Part of a select circle of Simpsons guest stars that have appeared on the show more than a half-dozen times, Brooks is a series staple. One of his early roles is one of his best: The slimy Frenchman Jacques, who tries in vain to woo a weary Marge away from her dopey husband.
Marge: “What’s brunch?”
Jacques: “You’d love it, it’s not quite breakfast, it’s not quite lunch, but it comes with a slice of cantaloupe at the end.”
99. Charlie Rose
Episode: “Kill the Alligator and Run”
In an episode that also stars Kid Rock and rapper Joe C., the restrained Rose easily comes out as the bright spot.

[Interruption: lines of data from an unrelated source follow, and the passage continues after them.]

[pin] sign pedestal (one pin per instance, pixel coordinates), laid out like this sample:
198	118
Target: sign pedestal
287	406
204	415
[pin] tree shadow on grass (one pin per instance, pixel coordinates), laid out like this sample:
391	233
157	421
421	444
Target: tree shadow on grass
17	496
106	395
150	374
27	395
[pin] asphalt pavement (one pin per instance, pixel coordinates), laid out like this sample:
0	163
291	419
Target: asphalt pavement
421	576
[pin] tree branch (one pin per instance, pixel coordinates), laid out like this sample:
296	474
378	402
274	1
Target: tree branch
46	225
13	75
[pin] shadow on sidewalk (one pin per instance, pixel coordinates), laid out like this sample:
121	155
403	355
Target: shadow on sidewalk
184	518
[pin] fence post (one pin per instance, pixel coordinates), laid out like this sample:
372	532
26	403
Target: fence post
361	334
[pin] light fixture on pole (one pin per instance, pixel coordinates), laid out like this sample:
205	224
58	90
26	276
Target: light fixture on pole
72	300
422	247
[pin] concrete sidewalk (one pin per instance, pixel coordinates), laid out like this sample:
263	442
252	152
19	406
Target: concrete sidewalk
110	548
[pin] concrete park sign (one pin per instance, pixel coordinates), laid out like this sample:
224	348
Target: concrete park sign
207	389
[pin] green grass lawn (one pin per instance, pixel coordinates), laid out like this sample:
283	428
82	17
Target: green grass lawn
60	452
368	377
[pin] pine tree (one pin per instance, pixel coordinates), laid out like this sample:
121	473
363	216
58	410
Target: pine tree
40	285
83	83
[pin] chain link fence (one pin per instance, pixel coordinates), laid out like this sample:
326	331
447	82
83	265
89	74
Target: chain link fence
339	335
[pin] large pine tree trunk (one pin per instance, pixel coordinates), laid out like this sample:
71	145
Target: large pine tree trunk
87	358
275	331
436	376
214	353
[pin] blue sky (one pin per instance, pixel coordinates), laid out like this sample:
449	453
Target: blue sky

You expect rock stars to do wild and crazy things, but there’s something about a PBS mainstay threatening murder that makes this cameo great.
“I’m gonna kill you, Homer. You are so dead.”
98 – 96. Alec Baldwin, Kim Basinger and Ron Howard
Episode: “When You Dish Upon a Star”
Back when they were still together, Baldwin and Basinger proved solid comic foils for Homer’s starstruck antics. Though at the time Howard had the most experience in comedy, Baldwin showed a pre-30 Rock knack for timing that definitely carried over to his misadventures with Liz Lemon.
Baldwin: “We’d want another chance if one of us made a bad film, right?”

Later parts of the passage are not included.